When developing web and mobile applications with JavaScript, it’s very likely that you will run into situations where you need to find elements in array A but not in array B, such as:
- eCommerce websites often use this operation to find the products that are in stock but not in the user’s shopping cart. This helps to display the available products to the user and avoid any confusion.
- A social network that suggests friends or suggests posts or videos
- Online games use this operation to find the game items that a user has and the items that they don’t have.
- Educational websites use this operation to filter out the courses that a user has already enrolled in from the list of available courses. This helps to recommend new courses to the user and keep them interested in learning.
This example-based, practical article will show you a couple of different ways to find out which elements are present in a given array but do not exist in another array in JavaScript. Let’s roll up our sleeves and begin!
Using the filter() and includes() methods
The filter() method is used to filter out elements from an array based on a condition while the includes() method is used to check whether an element exists in an array or not. By combining these two methods, we can easily find elements that are present in array A but not in array B.
Example:
const A = [1, 2, 3, 4, 5];
const B = [2, 4, 6];
const result = A.filter(x => !B.includes(x));
console.log(result);
Output:
[ 1, 3, 5 ]
See also: Checking if an array contains a given object in JavaScript
Using the reduce() and some() method
n the example below, we use the reduce() method to iterate over each element in array A and check if it is present in array B using the some() method. If an element is not present in array B, then we add it to an accumulator array:
const A = [1, 2, 3, 4, 5];
const B = [2, 4, 6];
const result = A.reduce((acc, curr) => {
if (!B.some((elem) => elem === curr)) {
acc.push(curr);
}
return acc;
}, []);
console.log(result);
Output:
[ 1, 3, 5 ]
The some() method returns true if at least one element in the array passes the test implemented by the provided function. In our example, we use it to check if the current element in array A is present in array B. This approach can be a little bit less readable than using the filter() and includes() methods.
Using loops
In the following example, we loop through array A and check if each element is present in array B. If an element is not present in array B, then we add it to the result array. The two nested loops check each element in array A against each element in array B:
const A = [1, 2, 3, 4, 5];
const B = [2, 4, 6];
const result = [];
for (let i = 0; i < A.length; i++) {
let found = false;
for (let j = 0; j < B.length; j++) {
if (A[i] === B[j]) {
found = true;
break;
}
}
if (!found) {
result.push(A[i]);
}
}
console.log(result);
Output:
[ 1, 3, 5 ]
Using loops is less efficient than using built-in array methods like filter() and includes() when dealing with large arrays. The time complexity of the loop approach is O(n^2), while the time complexity of the filter() and includes() approach is O(n). However, you will be fine if your arrays aren’t too big.
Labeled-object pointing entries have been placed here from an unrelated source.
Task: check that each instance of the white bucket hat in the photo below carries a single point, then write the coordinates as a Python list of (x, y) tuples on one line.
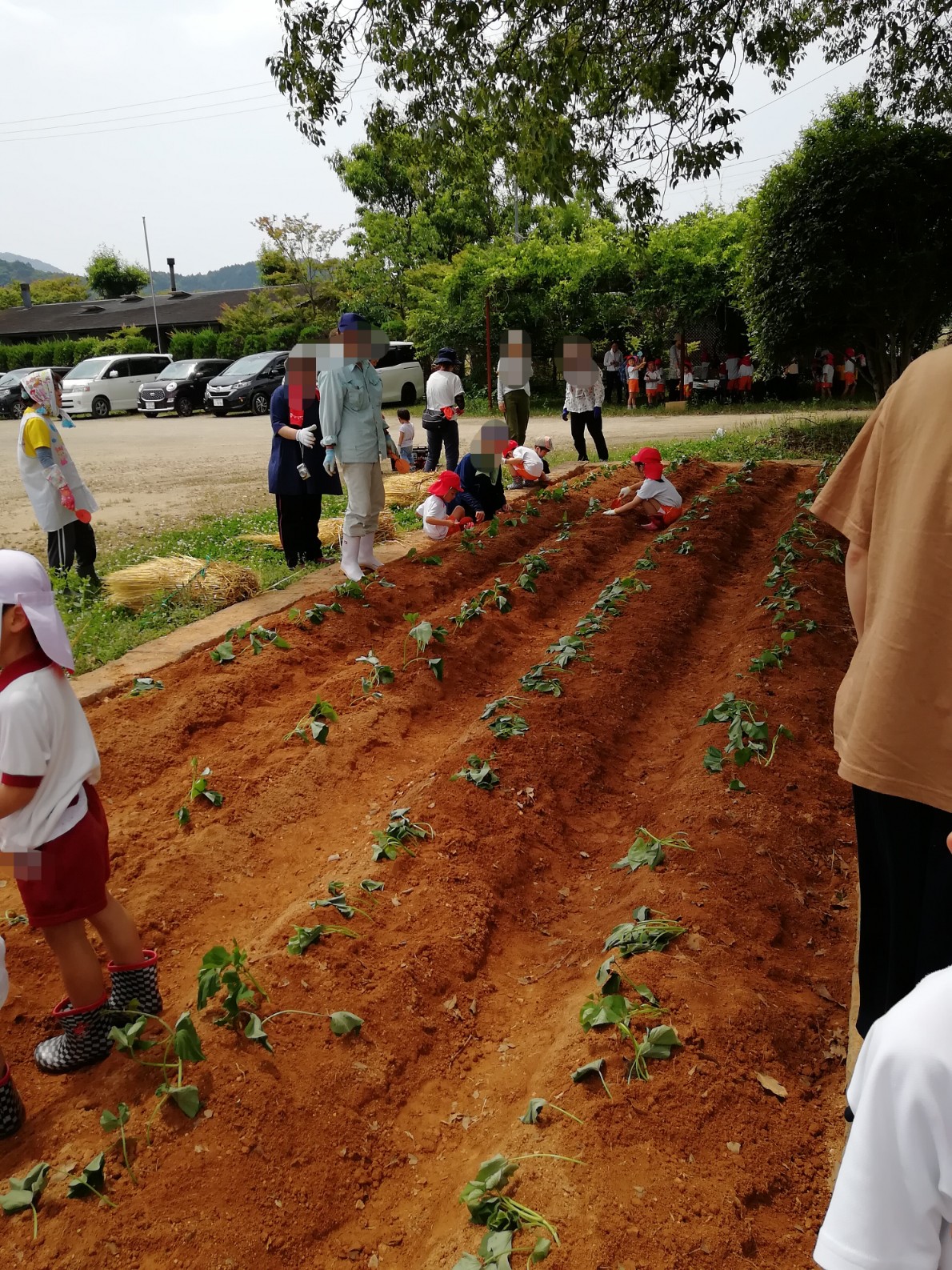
[(24, 582)]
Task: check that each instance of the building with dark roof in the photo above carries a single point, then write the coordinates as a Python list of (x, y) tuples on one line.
[(177, 310)]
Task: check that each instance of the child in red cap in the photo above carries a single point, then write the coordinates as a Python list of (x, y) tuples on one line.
[(655, 498), (448, 507), (54, 826)]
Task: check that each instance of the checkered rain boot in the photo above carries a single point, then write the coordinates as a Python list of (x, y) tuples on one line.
[(82, 1042), (12, 1114), (136, 982)]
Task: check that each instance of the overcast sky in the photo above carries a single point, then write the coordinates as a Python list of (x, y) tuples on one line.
[(112, 110)]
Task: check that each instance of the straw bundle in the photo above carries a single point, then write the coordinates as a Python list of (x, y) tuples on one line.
[(183, 578), (406, 489)]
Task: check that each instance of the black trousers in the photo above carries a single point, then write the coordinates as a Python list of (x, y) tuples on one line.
[(298, 517), (579, 422), (74, 541), (443, 435), (906, 898)]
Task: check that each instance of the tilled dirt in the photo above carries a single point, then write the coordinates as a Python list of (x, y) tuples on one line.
[(482, 947)]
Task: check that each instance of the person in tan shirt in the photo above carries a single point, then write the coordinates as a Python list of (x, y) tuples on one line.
[(891, 495)]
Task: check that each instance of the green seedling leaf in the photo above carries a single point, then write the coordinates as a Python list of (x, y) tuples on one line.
[(342, 1023)]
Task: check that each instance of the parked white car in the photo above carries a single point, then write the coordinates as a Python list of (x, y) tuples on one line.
[(402, 374), (104, 384)]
Using the Set object and the filter() method
Another possible way to find elements in array A but not in array B using JavaScript is to use the Set object and the filter() method on arrays.
Example:
const A = [1, 2, 3, 4, 5];
const B = [2, 4, 6];
const setA = new Set(A);
const setB = new Set(B);
const result = Array.from(setA).filter(x => !setB.has(x));
console.log(result);
Output:
[ 1, 3, 5 ]
The Set object lets you store unique values of any type. The has() method returns a boolean indicating whether an element exists in a set or not.